A Song for the Dark Times
- First edition
- Author: Ian Rankin
- Language: English
- Series: Inspector Rebus
- Release number: 23
- Genre: Detective fiction
- Set in: Scotland
- Publisher: Orion Books
- Publication place: Scotland
- Published in English: 1 October 2020
- Media type: Paperback
- Pages: 327
- ISBN: 9781409176886
- Preceded by: In a House of Lies
- Followed by: A Heart Full of Headstones
- Website: Author's webpage

= A Song for the Dark Times =

2020 book by Ian Rankin

A Song for the Dark Times is the 23rd installment in the Inspector Rebus series written by Ian Rankin. The phrase "dark times" was intended to refer to world events as of 2019, but the book was published in 2020, in a period of COVID-19 lockdowns. The title is from one of the book’s epigraphs, Bertolt Brecht on “singing in/about the dark times”; also, “Songs for the Dark Times” is the title Siobhan Clarke gives to a CD compilation she has burned for John Rebus, which he plays while driving north in his car.

==Plot==

Siobhan Clarke helps Rebus move down two flights of stairs to a ground-floor flat in the same Arden Street tenement. On his first morning in the new flat, Rebus gets a call from his daughter Samantha saying her partner, Keith, is missing.

Rebus immediately makes the long drive to the (fictional) village of Naver near Tongue in the extreme north of Scotland. He finds Keith’s body. Investigating the murder, Rebus discovers that Keith was obsessed with the history of a nearby World War II prison camp, of which some of the survivors settled locally and are still alive. The local police see Samantha as the obvious suspect in Keith’s murder. While Rebus can’t help considering this possibility, he researches other options.

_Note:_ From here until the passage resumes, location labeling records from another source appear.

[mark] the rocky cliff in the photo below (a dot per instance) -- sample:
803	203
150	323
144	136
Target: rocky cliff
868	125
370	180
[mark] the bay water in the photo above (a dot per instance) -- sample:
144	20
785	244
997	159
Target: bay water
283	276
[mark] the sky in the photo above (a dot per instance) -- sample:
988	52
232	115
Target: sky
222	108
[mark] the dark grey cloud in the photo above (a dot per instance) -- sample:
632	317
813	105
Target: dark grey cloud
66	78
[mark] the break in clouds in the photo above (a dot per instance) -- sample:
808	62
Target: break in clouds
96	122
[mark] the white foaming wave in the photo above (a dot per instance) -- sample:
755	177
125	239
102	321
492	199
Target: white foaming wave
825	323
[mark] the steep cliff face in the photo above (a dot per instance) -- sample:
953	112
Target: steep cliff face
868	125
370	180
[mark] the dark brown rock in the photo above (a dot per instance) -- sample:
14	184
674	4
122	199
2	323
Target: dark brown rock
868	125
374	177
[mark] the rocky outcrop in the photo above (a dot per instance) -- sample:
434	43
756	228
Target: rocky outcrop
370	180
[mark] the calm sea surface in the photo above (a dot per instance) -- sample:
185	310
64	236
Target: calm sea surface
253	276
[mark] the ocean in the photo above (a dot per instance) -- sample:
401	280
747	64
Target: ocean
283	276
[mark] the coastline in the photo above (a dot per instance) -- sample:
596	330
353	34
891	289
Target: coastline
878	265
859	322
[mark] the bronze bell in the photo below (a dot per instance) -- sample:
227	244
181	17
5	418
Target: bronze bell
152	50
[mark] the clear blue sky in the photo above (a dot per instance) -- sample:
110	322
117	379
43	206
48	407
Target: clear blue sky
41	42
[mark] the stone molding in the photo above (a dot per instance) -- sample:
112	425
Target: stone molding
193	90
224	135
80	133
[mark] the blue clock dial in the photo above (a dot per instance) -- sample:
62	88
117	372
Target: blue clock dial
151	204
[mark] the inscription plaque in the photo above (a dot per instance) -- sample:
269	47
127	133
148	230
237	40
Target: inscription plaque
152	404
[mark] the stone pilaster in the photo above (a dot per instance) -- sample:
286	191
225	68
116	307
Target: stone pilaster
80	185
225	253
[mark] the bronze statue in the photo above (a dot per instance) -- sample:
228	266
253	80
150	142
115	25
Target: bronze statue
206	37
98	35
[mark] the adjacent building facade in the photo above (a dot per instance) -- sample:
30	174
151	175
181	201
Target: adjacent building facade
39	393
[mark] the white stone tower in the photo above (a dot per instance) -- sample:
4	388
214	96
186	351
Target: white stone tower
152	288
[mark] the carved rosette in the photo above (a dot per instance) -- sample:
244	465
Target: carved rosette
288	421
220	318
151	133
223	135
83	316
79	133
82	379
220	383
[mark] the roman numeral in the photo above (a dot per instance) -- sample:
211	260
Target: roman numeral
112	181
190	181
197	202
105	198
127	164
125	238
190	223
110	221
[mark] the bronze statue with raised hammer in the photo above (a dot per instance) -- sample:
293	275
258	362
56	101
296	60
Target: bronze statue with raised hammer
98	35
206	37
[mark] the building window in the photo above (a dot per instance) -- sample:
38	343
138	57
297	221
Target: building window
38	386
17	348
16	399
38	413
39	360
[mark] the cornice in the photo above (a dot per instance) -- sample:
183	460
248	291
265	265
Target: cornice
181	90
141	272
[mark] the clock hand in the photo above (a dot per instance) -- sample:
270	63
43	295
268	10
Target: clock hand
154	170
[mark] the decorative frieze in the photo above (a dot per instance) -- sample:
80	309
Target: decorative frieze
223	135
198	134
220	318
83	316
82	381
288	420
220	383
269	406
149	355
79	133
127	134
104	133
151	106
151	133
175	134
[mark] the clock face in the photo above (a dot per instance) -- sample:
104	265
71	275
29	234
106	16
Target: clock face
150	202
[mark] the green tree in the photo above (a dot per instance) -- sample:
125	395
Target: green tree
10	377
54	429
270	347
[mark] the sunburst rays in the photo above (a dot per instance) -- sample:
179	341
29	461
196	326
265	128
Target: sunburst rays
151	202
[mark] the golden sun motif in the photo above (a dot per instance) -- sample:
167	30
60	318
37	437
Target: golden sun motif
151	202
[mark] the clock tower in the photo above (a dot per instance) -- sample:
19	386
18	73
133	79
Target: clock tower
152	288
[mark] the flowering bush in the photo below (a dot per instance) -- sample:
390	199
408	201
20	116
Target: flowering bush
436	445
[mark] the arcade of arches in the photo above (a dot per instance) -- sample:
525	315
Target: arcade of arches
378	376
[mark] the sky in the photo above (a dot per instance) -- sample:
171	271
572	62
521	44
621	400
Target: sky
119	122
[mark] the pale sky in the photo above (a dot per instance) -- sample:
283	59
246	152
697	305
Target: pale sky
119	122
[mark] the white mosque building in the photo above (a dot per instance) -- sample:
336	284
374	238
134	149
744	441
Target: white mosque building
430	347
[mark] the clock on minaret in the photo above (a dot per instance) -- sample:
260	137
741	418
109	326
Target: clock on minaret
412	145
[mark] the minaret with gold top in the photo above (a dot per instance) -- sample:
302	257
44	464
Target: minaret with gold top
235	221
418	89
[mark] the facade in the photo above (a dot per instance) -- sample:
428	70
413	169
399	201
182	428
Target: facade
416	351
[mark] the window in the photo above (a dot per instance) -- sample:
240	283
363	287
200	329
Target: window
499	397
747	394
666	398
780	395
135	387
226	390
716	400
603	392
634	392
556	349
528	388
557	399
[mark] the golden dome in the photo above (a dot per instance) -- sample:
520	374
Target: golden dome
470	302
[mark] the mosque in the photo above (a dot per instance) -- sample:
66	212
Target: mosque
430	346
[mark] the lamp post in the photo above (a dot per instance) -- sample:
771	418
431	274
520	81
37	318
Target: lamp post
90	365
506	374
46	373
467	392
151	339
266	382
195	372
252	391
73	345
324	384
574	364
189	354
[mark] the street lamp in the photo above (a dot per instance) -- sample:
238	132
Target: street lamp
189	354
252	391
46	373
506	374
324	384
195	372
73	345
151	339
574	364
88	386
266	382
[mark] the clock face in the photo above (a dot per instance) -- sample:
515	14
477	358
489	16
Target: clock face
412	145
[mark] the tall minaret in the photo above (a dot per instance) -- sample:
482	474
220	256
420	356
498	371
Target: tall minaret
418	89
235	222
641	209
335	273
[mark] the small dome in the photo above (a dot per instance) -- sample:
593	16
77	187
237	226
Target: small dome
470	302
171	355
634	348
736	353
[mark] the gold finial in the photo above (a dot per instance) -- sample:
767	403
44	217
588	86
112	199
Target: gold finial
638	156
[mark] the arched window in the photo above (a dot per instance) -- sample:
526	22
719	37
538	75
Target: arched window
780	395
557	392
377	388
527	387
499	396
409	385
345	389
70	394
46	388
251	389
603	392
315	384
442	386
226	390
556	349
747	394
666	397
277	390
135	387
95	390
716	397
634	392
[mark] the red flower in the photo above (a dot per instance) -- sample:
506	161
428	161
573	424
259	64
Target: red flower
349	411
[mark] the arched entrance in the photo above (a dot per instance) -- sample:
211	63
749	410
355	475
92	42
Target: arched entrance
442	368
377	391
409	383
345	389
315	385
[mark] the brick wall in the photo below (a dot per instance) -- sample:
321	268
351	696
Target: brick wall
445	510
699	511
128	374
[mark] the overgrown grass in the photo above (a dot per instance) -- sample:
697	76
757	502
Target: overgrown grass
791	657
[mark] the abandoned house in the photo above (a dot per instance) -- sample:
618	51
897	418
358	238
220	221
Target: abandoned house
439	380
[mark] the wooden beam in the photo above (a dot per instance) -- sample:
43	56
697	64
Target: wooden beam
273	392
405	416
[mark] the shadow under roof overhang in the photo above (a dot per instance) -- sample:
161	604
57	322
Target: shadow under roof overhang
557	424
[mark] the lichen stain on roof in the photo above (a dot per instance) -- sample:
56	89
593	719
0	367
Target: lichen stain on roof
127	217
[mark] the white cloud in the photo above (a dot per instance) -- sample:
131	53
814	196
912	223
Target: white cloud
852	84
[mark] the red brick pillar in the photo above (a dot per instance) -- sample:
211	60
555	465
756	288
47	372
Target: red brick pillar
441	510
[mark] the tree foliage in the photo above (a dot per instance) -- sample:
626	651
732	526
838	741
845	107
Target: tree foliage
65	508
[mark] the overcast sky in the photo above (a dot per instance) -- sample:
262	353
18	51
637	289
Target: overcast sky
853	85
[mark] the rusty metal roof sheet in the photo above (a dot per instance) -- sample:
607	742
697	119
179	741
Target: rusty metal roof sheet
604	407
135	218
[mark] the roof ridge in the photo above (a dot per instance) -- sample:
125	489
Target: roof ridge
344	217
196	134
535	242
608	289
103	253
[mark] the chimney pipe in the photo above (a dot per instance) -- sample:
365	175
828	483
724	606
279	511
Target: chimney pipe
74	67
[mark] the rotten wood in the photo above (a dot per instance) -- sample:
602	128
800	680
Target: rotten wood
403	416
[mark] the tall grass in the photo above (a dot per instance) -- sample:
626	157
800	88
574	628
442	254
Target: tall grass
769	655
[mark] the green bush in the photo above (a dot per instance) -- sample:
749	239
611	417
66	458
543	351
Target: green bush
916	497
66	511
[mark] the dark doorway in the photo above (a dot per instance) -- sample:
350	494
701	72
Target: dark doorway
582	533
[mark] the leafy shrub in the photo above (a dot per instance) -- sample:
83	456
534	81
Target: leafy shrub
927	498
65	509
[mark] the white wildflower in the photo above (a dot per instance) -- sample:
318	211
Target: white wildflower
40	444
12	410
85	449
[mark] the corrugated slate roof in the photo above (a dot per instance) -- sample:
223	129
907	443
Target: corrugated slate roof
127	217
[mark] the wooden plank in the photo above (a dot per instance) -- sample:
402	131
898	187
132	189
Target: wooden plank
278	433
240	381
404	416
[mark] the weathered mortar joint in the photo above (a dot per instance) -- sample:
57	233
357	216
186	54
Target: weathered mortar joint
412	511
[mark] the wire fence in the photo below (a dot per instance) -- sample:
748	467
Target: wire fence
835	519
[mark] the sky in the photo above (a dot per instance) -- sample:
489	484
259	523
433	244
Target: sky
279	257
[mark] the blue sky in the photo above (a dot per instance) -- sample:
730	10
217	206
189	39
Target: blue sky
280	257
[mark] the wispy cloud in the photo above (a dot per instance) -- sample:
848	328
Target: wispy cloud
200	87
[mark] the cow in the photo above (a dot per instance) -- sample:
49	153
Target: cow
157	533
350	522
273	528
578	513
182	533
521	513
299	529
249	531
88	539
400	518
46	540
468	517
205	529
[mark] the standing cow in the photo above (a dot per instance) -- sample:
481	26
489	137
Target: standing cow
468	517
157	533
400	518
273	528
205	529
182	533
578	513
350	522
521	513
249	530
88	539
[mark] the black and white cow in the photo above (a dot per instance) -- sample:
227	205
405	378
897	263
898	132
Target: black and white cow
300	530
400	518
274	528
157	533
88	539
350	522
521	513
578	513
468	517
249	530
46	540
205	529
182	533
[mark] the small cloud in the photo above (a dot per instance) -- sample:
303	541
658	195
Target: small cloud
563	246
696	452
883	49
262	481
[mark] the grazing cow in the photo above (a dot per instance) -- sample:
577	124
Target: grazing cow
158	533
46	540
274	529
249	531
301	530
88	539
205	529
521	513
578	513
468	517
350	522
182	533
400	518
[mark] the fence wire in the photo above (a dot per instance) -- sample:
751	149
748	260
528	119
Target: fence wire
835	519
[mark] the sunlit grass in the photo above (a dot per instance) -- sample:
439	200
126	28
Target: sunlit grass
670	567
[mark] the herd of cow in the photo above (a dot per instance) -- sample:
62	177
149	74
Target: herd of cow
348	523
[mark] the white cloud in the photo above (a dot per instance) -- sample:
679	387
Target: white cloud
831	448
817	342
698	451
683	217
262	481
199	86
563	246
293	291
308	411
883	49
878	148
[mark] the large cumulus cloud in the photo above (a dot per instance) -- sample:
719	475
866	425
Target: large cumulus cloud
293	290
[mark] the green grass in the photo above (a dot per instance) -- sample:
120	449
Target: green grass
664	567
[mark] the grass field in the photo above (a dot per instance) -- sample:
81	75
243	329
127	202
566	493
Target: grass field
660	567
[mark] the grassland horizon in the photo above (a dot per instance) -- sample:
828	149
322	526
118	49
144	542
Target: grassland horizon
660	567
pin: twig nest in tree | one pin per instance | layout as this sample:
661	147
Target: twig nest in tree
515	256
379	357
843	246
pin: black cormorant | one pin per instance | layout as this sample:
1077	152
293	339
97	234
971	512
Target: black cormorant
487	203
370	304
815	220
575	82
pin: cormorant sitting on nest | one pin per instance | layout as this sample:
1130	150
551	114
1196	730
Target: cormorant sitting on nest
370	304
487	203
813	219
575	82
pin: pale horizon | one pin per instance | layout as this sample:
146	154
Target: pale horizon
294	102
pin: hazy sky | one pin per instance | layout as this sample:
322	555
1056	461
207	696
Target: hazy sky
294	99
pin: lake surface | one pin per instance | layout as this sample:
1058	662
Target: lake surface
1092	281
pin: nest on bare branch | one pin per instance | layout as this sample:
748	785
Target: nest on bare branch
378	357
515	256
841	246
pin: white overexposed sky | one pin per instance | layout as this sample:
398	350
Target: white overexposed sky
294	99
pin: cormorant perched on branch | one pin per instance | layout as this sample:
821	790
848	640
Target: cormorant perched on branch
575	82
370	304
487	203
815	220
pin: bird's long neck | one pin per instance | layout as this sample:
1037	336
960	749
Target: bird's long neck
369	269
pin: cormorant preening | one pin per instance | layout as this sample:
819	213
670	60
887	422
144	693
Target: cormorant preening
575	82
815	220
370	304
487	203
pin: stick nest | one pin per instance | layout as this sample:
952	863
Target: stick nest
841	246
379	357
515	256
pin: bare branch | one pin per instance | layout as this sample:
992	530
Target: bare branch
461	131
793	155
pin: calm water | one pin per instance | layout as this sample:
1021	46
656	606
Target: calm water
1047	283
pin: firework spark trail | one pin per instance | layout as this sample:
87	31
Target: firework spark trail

Meanwhile in Edinburgh, Siobhan Clarke and Malcolm Fox are part of the Murder Inquiry Team looking into the mysterious killing of a Saudi student. This takes them into the world of wealthy international socialites and their financial projects. The dead man’s closest friend was a young Scottish aristocrat whose family trust owns most of the area around Tongue, so Rebus’s investigations overlap with Siobhan’s.

The gangster ‘Big Ger’ Cafferty now runs an exclusive club where he films the guests to obtain blackmail material, and he involves Fox in one of his blackmail projects. Though Fox plays along, Cafferty’s attempt to control him and his Police Scotland boss ultimately fails. At the end of the novel, a young thug with a gun is on his way to see Cafferty, without warning.

==Reception==

Reviewers expressed strong but sometimes qualified enthusiasm for the book. Stuart Kelly, in The Scotsman, commented: “But piecing [the solutions] together balances readerly patience with the impetus of the plot” and “ There is a general feeling that everything is going to hell in a handcart” without any bright notes except Rebus’s sheer ability to survive. The Guardian noted the publication only in a roundup of thrillers, praising it (like Kelly) primarily for keeping Rebus going. A brief review by Mark Sanderson in The Times ends with the declaration, "Only great novels capture the spirit of the age. This is one of them."